The TSA says about 70 percent of passengers who required extra screening at the test checkpoint in Phoenix this weekend chose the backscatter X-ray method.
In Phoenix, the machine operates in Terminal 4 at a checkpoint used by about 8,000 US Airways or international passengers. Those getting extra screening are handed a backscatter brochure that emphasizes its low radiation, equivalent to the exposure from two minutes of flying.
Joe Reiss, vice president of marketing for American Science and Engineering, which makes the machine in Phoenix, predicted most passengers will opt for backscatter because, "People feel that employing this technology can be helpful for security."
The $100,000 machine, on loan for the test, is as big as an industrial-size refrigerator. It photographs the front and back of a passenger as he or she stands inches away with arms raised.

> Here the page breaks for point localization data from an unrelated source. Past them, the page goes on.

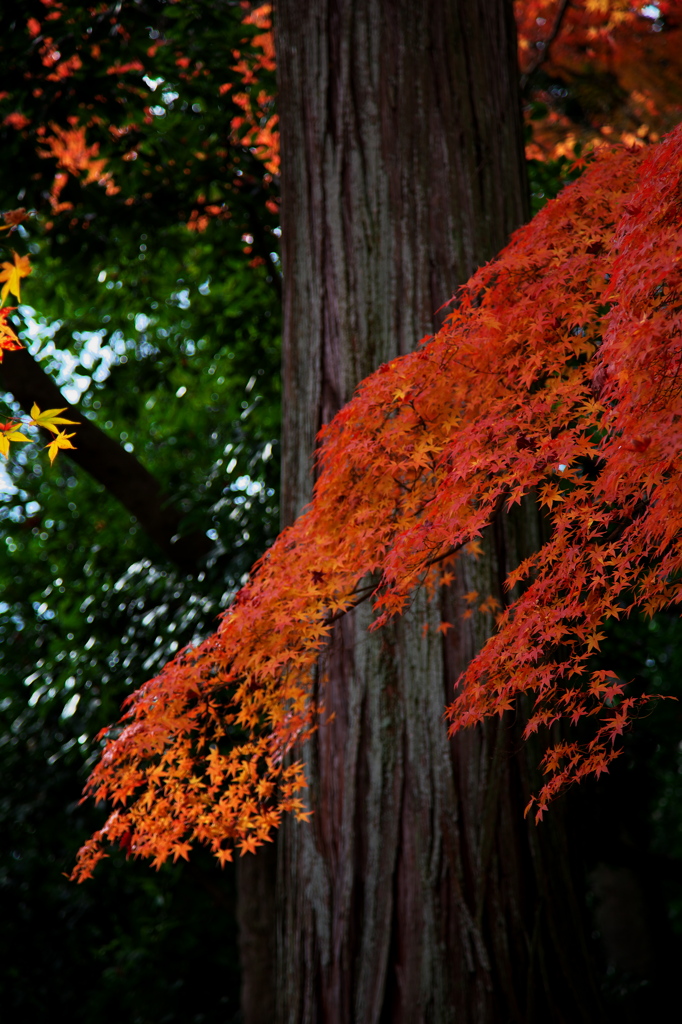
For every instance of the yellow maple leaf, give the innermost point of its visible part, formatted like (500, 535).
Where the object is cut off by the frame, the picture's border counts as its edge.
(49, 419)
(10, 432)
(11, 273)
(60, 440)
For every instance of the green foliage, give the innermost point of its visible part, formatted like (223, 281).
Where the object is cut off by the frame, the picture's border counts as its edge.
(171, 338)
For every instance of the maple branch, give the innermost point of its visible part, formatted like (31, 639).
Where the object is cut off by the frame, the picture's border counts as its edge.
(119, 471)
(545, 44)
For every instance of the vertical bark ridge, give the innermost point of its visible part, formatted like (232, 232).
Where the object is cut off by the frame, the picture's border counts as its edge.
(413, 895)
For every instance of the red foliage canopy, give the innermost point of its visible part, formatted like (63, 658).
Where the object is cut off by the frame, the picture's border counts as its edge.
(558, 375)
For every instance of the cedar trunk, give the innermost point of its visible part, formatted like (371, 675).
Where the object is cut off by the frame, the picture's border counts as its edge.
(418, 893)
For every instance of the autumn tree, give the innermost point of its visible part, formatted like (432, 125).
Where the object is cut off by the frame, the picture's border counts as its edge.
(417, 857)
(386, 889)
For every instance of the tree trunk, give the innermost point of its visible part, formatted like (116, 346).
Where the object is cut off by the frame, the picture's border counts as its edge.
(418, 893)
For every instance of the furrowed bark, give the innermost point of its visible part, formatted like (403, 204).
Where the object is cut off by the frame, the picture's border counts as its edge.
(418, 893)
(119, 471)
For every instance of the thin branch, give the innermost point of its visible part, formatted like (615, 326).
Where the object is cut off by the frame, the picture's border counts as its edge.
(119, 471)
(546, 43)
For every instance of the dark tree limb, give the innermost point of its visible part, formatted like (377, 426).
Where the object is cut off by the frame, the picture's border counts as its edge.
(119, 471)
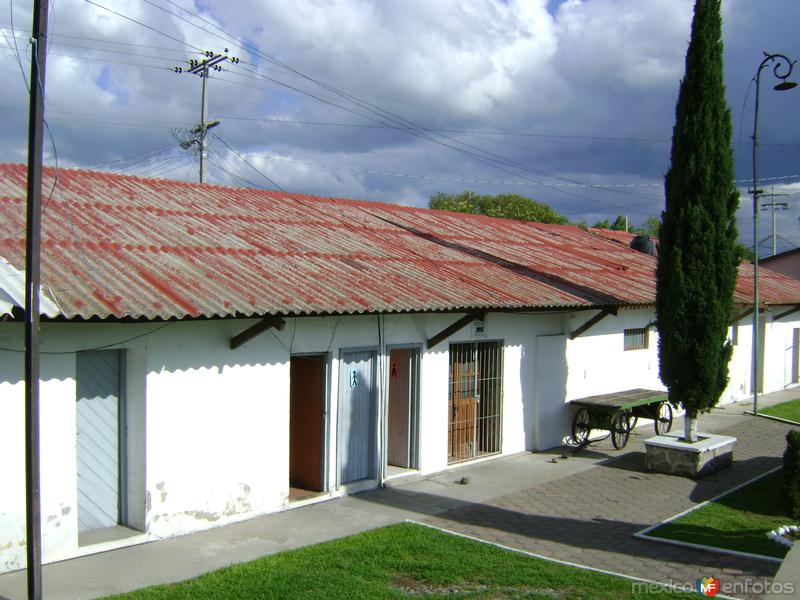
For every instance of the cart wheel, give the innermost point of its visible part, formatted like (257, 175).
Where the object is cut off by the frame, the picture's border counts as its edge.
(621, 429)
(580, 427)
(663, 422)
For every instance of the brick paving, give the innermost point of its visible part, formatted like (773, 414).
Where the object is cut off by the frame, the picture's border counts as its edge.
(589, 518)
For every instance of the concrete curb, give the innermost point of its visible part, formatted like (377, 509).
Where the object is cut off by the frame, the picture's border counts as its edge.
(642, 533)
(665, 586)
(773, 418)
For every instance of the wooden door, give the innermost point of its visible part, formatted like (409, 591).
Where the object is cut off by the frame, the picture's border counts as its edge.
(306, 422)
(401, 398)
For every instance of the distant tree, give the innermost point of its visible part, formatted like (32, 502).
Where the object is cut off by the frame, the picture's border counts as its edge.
(510, 206)
(619, 224)
(650, 227)
(697, 260)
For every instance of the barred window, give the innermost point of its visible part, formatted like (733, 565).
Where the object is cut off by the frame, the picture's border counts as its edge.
(636, 339)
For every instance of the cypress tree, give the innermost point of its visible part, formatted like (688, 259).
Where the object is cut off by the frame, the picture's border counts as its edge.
(697, 238)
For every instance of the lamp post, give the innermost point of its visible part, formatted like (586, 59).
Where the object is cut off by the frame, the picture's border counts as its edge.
(782, 68)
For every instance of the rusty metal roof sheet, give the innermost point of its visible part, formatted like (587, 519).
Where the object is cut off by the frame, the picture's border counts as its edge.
(122, 246)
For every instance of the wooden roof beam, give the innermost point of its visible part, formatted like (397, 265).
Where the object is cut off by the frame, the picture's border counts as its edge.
(457, 326)
(786, 313)
(254, 330)
(593, 321)
(741, 316)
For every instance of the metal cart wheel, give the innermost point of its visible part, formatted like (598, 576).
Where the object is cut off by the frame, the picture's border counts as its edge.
(580, 427)
(663, 421)
(621, 429)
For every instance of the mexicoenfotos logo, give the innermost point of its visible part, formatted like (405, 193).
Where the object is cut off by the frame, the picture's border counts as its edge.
(708, 586)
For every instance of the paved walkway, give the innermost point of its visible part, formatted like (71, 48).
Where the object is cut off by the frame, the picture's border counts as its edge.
(583, 509)
(589, 518)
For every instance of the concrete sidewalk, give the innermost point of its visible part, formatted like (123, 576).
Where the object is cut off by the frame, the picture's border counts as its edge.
(509, 500)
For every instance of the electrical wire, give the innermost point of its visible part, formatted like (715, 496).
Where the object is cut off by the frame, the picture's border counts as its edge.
(474, 152)
(104, 347)
(247, 162)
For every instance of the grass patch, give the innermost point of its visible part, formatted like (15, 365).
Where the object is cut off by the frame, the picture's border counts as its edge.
(739, 521)
(785, 410)
(399, 561)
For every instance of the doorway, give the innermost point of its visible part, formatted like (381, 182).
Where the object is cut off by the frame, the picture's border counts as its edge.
(100, 444)
(402, 417)
(357, 423)
(308, 376)
(476, 390)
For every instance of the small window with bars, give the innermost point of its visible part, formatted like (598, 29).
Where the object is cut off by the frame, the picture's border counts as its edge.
(636, 339)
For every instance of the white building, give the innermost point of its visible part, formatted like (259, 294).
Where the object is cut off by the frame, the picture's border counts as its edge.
(211, 354)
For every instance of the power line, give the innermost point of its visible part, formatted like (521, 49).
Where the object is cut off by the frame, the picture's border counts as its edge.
(247, 162)
(476, 153)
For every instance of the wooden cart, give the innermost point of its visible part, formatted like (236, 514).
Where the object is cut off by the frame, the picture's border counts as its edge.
(618, 413)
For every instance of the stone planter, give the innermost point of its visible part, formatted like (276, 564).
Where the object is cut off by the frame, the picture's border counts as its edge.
(669, 454)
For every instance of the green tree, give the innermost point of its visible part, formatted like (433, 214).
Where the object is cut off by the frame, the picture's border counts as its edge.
(650, 227)
(510, 206)
(619, 224)
(697, 255)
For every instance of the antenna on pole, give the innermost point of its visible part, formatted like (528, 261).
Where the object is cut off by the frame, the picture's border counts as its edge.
(197, 136)
(774, 206)
(33, 247)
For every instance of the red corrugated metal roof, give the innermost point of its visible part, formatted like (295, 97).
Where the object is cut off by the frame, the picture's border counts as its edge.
(117, 245)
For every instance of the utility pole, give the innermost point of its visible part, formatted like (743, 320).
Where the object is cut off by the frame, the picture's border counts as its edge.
(774, 206)
(33, 247)
(199, 134)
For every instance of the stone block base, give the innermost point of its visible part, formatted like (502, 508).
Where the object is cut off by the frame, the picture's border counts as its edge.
(668, 454)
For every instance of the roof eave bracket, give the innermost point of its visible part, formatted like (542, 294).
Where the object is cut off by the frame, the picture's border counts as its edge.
(786, 313)
(741, 316)
(254, 330)
(457, 326)
(593, 321)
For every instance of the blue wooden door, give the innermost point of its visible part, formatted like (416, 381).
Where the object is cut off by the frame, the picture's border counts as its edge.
(98, 438)
(356, 424)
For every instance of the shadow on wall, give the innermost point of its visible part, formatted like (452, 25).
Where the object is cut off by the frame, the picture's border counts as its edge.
(172, 346)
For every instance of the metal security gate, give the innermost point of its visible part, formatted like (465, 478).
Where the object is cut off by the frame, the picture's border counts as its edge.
(98, 412)
(476, 390)
(356, 425)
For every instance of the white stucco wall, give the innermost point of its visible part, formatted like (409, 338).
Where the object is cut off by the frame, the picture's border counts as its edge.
(208, 427)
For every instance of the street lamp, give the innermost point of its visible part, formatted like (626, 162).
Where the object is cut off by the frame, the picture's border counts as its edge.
(781, 69)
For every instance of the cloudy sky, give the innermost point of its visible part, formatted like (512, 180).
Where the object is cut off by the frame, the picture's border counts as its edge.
(570, 102)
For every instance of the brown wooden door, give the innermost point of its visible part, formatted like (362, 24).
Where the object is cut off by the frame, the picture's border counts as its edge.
(306, 422)
(399, 408)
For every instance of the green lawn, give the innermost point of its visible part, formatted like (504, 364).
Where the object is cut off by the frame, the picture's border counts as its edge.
(785, 410)
(400, 561)
(738, 521)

A screener, who is the same gender as the passenger being screened, studies the photos on a screen in a room 50 feet away. She radios to a screener stationed at the machine and describes objects on the passenger that need to be hand-checked.
The process takes about a minute -- roughly as long as a pat-down -- but longer if any suspicious item is found. Passenger images are deleted immediately, the TSA says.